The low-latency streaming on-device ASR system (Figure 1) was implemented on an ASR system board; a Xilinx Virtex-6 (XC6VLX365T) FPGA chip, an 8 Gb DDR3 DRAM chip, and a USB 2.0 PHY chip are placed on the ASR system board (Figure 8). An Android smartphone with 12 GB DRAM was connected to the ASR system board through the USB 2.0 PHY chip.

When it starts running in the smartphone, the ASR driver program performs an initialization step and repeats a normal operation step. For the initialization step, the ASR driver program loads the three-gram LM dictionary (1.3 GB) from flash to DRAM inside the smartphone, downloads the instruction code (4 kB) and the trained weights (18.6 MB) to the DRAM chip of the ASR system board through USB end-point EP1, and sends a control code (INSTR_FETCH) through EP3 to the AM manager to fetch the 4 kB instruction code from DRAM to the instruction memory block on the ASR system board. For the normal operation step, the ASR driver sprogram downloads the Mel-spectrogram data to the DRAM chip of the ASR system board through EP1, sends a control signal (START_RUN) to the AM manager through EP3 to run the instruction code that is stored in the instruction memory block, runs the LM code that performs beam search on the word-piece probability after receiving a DONE signal through EP4 from the AM manager, then displays text output of the LM. A beam-search decoder with a beam size of 50 was implemented using the KenLM library.

To measure WERs, the audio files of LibriSpeech test-clean were stored in the flash memory of the smartphone. Then, the ASR driver program stores both the word-piece probability calculated by the hardware ASR system and the text output calculated by the ASR driver program of the smartphone in the flash memory, and computes WER by comparing them with the oracle data. WER was measured at 80 ms and 160 ms speech input. The WER of the word-piece probability (AM WER) is 13.2% for 80 ms input and 12.9% for 160 ms input; they are larger by 1.7% and 1.5%, respectively, than the software WER using the IEEE FP16 numbers. This degradation is considered to be due to the simple FP16 number system used in this work. The subnormal number that increases the dynamic range by 10

^{3}

in the IEEE FP16 numbers is not used here; this omission reduced the number of LUTs in the FPGA chip by half. The WER of text output using the three-gram LM (3 g LM WER) was 9.1% for 80 ms input and 8.8% for 160 ms input; they are larger by 1.2% and 1%, respectively, than the software WER that uses the IEEE FP16 numbers (Table 10).
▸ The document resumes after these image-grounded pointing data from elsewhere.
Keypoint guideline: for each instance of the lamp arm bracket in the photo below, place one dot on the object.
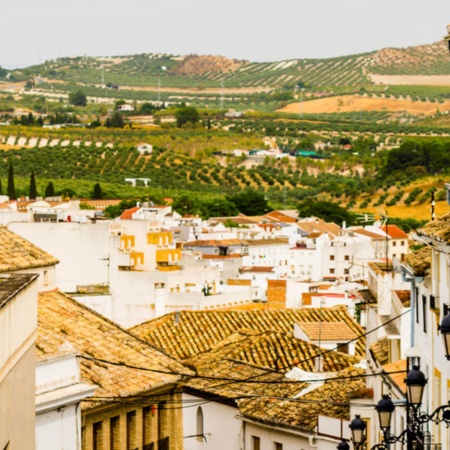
(440, 414)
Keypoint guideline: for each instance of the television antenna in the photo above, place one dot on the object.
(384, 222)
(365, 218)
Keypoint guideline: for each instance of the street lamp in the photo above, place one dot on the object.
(444, 328)
(385, 408)
(343, 446)
(415, 384)
(415, 381)
(447, 38)
(358, 427)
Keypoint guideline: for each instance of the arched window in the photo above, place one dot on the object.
(199, 424)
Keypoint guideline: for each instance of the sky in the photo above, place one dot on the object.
(33, 31)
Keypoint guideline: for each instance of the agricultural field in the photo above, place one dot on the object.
(351, 109)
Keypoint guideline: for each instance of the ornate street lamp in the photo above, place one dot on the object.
(415, 384)
(358, 427)
(447, 38)
(444, 328)
(343, 446)
(385, 408)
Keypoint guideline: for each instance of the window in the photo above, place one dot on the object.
(114, 431)
(162, 421)
(131, 430)
(342, 347)
(424, 310)
(199, 424)
(432, 302)
(147, 425)
(97, 438)
(416, 301)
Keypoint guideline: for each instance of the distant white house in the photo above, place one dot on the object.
(144, 147)
(59, 391)
(125, 107)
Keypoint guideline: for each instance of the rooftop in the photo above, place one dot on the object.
(16, 253)
(394, 231)
(187, 333)
(12, 284)
(109, 355)
(328, 331)
(438, 229)
(420, 261)
(331, 398)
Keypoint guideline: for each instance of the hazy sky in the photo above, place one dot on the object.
(33, 31)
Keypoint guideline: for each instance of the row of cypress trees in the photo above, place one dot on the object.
(49, 190)
(11, 188)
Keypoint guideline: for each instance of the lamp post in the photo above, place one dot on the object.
(413, 435)
(358, 427)
(447, 38)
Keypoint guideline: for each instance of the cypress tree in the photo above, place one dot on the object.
(50, 190)
(98, 194)
(11, 188)
(33, 191)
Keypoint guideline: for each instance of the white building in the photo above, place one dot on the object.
(59, 392)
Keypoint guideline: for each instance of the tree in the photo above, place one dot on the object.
(186, 114)
(250, 202)
(50, 190)
(78, 98)
(11, 187)
(115, 121)
(97, 194)
(33, 191)
(328, 211)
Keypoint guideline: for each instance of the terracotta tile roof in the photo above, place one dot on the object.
(394, 232)
(127, 214)
(331, 398)
(398, 378)
(256, 269)
(213, 243)
(270, 350)
(380, 351)
(319, 226)
(189, 333)
(368, 233)
(279, 216)
(327, 331)
(250, 381)
(420, 261)
(101, 204)
(438, 229)
(63, 322)
(16, 253)
(11, 284)
(262, 242)
(405, 297)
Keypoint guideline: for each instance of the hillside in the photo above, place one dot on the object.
(208, 71)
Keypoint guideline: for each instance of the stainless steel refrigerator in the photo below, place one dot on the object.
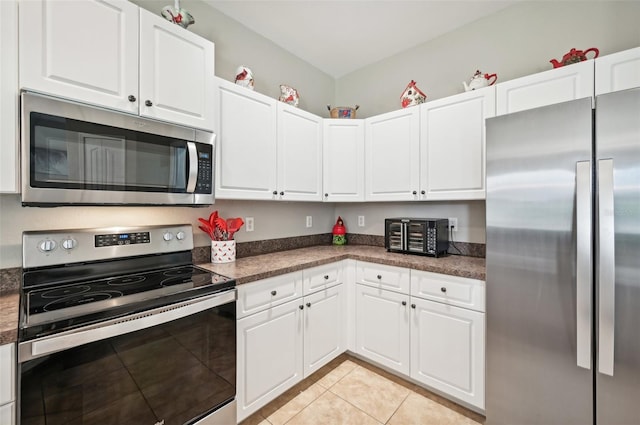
(563, 264)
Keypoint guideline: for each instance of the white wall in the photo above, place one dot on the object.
(272, 220)
(517, 41)
(271, 65)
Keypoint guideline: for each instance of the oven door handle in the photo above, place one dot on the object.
(29, 350)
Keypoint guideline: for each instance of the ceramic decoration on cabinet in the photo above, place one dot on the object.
(9, 160)
(392, 164)
(558, 85)
(452, 145)
(343, 160)
(147, 65)
(618, 71)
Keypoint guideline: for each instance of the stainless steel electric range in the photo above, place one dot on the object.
(118, 326)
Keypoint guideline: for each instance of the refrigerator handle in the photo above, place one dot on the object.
(583, 263)
(606, 267)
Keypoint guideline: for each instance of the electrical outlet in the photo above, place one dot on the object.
(249, 222)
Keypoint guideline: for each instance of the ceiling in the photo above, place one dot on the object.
(339, 37)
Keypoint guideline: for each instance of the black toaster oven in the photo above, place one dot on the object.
(422, 236)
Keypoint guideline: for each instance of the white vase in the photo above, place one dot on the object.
(223, 251)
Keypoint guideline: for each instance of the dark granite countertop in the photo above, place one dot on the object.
(250, 269)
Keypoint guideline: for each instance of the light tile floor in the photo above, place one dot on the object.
(350, 391)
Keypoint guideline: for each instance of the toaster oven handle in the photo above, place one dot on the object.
(193, 167)
(29, 350)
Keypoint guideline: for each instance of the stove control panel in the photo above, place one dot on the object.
(46, 248)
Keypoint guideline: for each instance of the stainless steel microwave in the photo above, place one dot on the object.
(75, 154)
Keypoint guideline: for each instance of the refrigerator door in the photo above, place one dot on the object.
(533, 375)
(618, 257)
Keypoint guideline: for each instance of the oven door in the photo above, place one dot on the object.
(76, 154)
(172, 365)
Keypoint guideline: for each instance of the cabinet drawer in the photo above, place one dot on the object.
(386, 277)
(7, 372)
(321, 277)
(452, 290)
(266, 293)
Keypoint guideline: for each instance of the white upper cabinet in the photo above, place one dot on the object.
(343, 160)
(113, 54)
(618, 71)
(246, 143)
(392, 165)
(9, 160)
(452, 145)
(558, 85)
(176, 73)
(85, 51)
(299, 164)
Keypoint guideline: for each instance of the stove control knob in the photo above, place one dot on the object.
(69, 244)
(47, 245)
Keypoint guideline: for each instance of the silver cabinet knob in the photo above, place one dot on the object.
(69, 244)
(47, 245)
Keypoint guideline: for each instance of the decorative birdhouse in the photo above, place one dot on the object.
(412, 95)
(244, 77)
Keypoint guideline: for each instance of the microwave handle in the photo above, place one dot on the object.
(193, 167)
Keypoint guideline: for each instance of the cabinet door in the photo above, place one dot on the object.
(81, 50)
(447, 350)
(324, 327)
(546, 88)
(246, 143)
(452, 145)
(176, 73)
(392, 165)
(343, 160)
(299, 149)
(269, 355)
(10, 158)
(382, 327)
(618, 71)
(8, 414)
(7, 372)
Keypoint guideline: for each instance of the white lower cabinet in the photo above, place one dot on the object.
(324, 330)
(7, 384)
(269, 355)
(447, 349)
(281, 340)
(382, 327)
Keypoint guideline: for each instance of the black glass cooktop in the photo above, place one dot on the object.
(63, 301)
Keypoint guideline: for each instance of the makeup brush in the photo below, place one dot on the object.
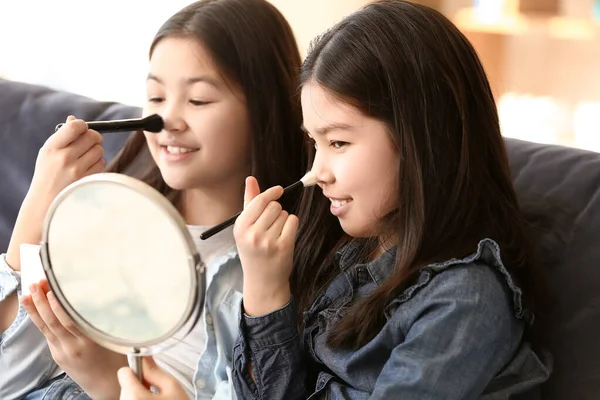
(152, 123)
(307, 180)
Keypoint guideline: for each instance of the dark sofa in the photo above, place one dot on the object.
(564, 178)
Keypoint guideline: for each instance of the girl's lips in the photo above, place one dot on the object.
(176, 154)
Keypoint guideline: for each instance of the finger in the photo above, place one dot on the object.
(68, 133)
(155, 376)
(47, 314)
(84, 143)
(90, 158)
(257, 206)
(290, 228)
(268, 217)
(131, 387)
(99, 166)
(62, 316)
(252, 190)
(29, 306)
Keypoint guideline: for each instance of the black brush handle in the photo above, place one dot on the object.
(230, 221)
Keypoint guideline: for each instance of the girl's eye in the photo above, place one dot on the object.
(337, 144)
(198, 103)
(311, 142)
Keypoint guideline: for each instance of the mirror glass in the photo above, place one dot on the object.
(121, 262)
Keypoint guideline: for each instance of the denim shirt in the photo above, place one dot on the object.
(456, 333)
(27, 366)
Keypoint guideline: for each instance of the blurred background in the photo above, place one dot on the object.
(542, 56)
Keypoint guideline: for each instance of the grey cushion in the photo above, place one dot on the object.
(568, 182)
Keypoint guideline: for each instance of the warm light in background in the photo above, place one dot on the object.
(542, 56)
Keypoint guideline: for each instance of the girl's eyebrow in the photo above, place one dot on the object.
(188, 81)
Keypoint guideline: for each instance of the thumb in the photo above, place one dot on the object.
(131, 387)
(252, 190)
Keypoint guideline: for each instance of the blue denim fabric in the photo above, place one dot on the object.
(456, 333)
(59, 388)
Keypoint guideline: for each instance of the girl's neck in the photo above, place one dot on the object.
(210, 206)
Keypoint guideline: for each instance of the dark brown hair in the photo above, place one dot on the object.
(410, 67)
(254, 47)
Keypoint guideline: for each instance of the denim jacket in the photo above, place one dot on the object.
(456, 333)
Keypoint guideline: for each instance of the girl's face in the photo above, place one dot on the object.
(206, 141)
(355, 163)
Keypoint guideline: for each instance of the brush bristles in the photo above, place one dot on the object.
(309, 179)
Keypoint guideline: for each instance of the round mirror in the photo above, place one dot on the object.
(123, 265)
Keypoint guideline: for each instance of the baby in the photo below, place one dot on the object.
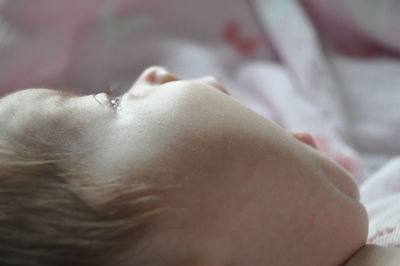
(172, 172)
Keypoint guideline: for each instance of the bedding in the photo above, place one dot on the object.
(330, 68)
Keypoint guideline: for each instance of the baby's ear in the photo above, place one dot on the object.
(305, 138)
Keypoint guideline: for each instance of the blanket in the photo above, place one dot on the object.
(329, 68)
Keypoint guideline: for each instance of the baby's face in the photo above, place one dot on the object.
(251, 194)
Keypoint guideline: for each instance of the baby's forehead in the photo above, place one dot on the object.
(32, 111)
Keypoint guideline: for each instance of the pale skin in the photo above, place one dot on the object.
(252, 194)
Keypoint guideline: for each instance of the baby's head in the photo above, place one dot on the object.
(175, 173)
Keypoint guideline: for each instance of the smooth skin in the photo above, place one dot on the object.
(250, 193)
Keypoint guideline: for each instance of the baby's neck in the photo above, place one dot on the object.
(373, 255)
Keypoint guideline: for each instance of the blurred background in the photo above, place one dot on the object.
(330, 68)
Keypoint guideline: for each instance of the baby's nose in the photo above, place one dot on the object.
(157, 75)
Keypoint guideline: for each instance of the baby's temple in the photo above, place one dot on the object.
(199, 133)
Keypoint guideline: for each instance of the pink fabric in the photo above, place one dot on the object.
(326, 67)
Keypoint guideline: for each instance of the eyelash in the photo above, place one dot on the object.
(113, 101)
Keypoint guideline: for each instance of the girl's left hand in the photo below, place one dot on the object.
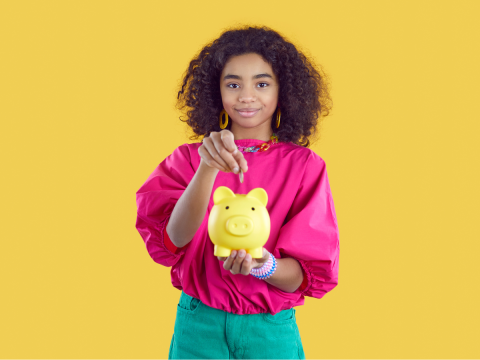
(242, 263)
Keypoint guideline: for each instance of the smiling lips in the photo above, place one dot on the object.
(247, 112)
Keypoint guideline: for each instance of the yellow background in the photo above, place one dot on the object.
(87, 112)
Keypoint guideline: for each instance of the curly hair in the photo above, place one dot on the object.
(303, 86)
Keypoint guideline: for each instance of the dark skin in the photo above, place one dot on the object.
(239, 262)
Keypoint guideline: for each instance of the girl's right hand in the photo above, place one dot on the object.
(220, 152)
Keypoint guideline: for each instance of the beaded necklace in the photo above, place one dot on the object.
(259, 148)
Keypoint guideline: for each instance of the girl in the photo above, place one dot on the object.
(254, 98)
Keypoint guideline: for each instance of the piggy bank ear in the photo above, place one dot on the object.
(259, 194)
(221, 193)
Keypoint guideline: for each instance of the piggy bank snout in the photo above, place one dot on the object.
(239, 225)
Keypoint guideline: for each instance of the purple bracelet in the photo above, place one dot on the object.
(266, 270)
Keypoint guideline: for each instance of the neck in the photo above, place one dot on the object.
(256, 133)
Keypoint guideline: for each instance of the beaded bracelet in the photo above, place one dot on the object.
(266, 270)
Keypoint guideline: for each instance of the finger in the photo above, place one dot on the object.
(240, 159)
(211, 147)
(227, 265)
(237, 264)
(231, 150)
(207, 158)
(228, 140)
(246, 265)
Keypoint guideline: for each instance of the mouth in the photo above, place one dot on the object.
(247, 112)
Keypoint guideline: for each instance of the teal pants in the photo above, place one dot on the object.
(202, 332)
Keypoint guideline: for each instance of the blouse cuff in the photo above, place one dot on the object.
(307, 277)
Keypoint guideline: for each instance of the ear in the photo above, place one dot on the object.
(221, 193)
(259, 194)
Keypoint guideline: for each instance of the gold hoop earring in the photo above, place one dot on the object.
(279, 113)
(223, 125)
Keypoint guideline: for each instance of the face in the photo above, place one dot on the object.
(249, 90)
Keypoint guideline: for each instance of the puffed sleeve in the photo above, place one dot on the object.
(156, 200)
(310, 233)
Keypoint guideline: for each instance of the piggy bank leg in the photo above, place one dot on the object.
(221, 251)
(256, 253)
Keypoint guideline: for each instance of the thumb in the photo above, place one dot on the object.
(227, 138)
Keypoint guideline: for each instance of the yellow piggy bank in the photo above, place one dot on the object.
(239, 221)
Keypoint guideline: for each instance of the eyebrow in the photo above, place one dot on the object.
(258, 76)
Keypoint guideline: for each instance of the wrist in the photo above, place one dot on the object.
(266, 270)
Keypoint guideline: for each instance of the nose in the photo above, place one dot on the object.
(239, 225)
(247, 95)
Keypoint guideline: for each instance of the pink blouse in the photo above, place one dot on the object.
(303, 226)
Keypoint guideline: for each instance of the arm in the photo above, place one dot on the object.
(189, 212)
(288, 276)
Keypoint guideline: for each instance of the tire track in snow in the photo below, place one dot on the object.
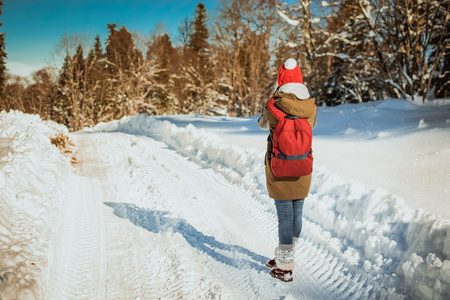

To evaluate the speed of the hardware AM, the processing times of all convolutions (CONV2D) and fully connected (FC) operations were measured by monitoring the state change at the master controller in Figure 4 (Table 11). Because the systolic array and the DRAM fetch cycle work in pipeline and the DRAM fetch cycle takes longer than the systolic array, the DRAM fetch cycle determines the speed of the hardware AM. The FC operation takes much longer than the CONV2D operation in the computation time of the systolic array. The DRAM fetch time of the FC weights dominates the processing time with a DRAM bandwidth of 5 Gbps and a system clock frequency of 120 MHz. Compared to the 80 ms unit input, the computational complexity is doubled in the 160 ms unit input, but the total processing time is almost the same due to the weight reuse in the systolic array. The total processing time of the AM was ~34 ms for unit input of 80 ms, and 34.3 ms for a unit input of 160 ms, including layer normalization, residual network, and ReLU operations.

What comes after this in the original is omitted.